Last week, Gov. Phil Murphy and New Jersey Department of Transportation Commissioner Diane Gutierrez-Scaccetti announced $161.25 million in Fiscal Year 2022 Municipal Aid grants, with 541 cities and towns across the state receiving funds to advance road, bridge, safety, and quality-of-life improvements, demonstrating the Murphy Administration’s Commitment to Communities.
The competitive Municipal Aid grant program attracted 625 applications from 547 different municipalities with a total of $363 million requested. Project applications were evaluated and rated on their merits by NJDOT staff and reviewed by an independent panel of New Jersey municipal engineers. This process resulted in 546 awards to 541 municipalities, totaling $161.25 million.

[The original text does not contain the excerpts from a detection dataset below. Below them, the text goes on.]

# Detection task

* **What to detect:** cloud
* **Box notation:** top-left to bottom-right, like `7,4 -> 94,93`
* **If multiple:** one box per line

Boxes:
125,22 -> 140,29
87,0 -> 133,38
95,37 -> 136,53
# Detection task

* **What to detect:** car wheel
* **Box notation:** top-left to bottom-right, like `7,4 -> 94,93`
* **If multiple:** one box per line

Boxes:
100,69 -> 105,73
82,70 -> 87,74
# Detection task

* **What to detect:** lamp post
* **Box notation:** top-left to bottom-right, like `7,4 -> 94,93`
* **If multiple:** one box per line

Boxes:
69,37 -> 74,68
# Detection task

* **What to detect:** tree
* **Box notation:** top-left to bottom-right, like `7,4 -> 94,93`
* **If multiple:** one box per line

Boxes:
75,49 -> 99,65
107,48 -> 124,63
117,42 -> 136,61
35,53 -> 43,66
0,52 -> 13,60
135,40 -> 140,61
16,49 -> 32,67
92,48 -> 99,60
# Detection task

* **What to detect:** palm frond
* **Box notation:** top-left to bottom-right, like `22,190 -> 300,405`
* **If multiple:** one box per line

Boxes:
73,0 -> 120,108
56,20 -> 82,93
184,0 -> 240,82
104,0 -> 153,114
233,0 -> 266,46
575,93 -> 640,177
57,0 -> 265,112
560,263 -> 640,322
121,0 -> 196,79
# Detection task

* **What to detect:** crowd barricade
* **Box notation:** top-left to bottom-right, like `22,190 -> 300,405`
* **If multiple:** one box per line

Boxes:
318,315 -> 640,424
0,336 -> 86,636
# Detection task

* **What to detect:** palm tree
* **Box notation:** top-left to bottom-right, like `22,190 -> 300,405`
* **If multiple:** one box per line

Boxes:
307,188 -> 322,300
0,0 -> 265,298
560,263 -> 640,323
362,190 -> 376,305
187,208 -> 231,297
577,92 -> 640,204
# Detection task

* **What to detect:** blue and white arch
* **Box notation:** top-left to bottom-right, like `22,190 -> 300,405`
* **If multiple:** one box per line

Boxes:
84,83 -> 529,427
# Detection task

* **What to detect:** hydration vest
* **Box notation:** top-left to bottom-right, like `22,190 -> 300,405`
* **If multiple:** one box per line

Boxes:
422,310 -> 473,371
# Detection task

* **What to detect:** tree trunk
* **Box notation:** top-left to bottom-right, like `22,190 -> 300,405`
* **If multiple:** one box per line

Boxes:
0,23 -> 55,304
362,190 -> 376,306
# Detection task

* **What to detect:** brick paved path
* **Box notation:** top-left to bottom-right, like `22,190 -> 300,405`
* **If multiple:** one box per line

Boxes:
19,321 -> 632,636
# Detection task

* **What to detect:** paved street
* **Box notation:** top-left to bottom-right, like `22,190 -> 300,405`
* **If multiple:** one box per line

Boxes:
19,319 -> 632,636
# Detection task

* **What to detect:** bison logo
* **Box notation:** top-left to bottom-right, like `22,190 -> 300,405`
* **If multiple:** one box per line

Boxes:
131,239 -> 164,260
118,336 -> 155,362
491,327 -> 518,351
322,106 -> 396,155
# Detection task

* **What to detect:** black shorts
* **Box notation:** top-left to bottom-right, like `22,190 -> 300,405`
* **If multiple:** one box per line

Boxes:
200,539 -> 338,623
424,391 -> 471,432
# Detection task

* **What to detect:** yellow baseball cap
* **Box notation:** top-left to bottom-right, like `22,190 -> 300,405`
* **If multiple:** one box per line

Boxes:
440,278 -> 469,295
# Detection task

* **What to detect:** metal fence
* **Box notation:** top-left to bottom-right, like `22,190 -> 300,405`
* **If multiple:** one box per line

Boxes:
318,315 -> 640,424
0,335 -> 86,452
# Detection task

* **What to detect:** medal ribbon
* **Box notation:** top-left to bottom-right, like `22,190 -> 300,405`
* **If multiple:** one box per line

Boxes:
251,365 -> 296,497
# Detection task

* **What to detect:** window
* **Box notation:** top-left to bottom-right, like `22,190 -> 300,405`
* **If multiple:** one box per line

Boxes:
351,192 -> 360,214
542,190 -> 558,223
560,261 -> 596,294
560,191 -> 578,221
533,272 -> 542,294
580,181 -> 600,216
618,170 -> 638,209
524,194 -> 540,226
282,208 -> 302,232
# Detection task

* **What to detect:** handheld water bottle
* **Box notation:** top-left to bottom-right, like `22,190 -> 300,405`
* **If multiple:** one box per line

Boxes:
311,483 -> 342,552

The 2016 Transportation Trust Fund renewal has made it possible to continue to award $161.25 million annually—more than double the $78.75 million that was available before the TTF renewal. In addition, the extra funds have allowed the Department to increase the number of municipalities receiving grants from about 370 a year prior to the TTF renewal to 541 municipalities this year.
Under the Municipal Aid grant program, each county is apportioned a share of the total funding based on population and the number of local centerline miles. Municipalities compete for portions of their county’s share. NJDOT provides 75 percent of the grant amount when a town awards a contract and the remaining 25 percent upon completion of the project. Of the $161.25 million, $10 million is allotted for municipalities qualifying for Urban Aid as defined under state law, with the amounts determined by the Department of Community Affairs.
Applications for Municipal Aid grants were submitted to NJDOT by July 1, 2021 and have been judiciously reviewed. There are seven project categories within the Municipal Aid grant program eligible for funding: Roadway Preservation, Roadway Safety, Quality of Life, Mobility, Bikeway, Pedestrian Safety, and Bridge Preservation. Past performance in connection with timely award of projects and construction close-out factors were part of the evaluation of the proposals.
When evaluating applications, NJDOT also verifies if the municipality has adopted a Complete Streets policy. A Complete Streets policy establishes guidelines that require consideration be given to pedestrians and bicyclists when local transportation projects are being planned, designed, and built.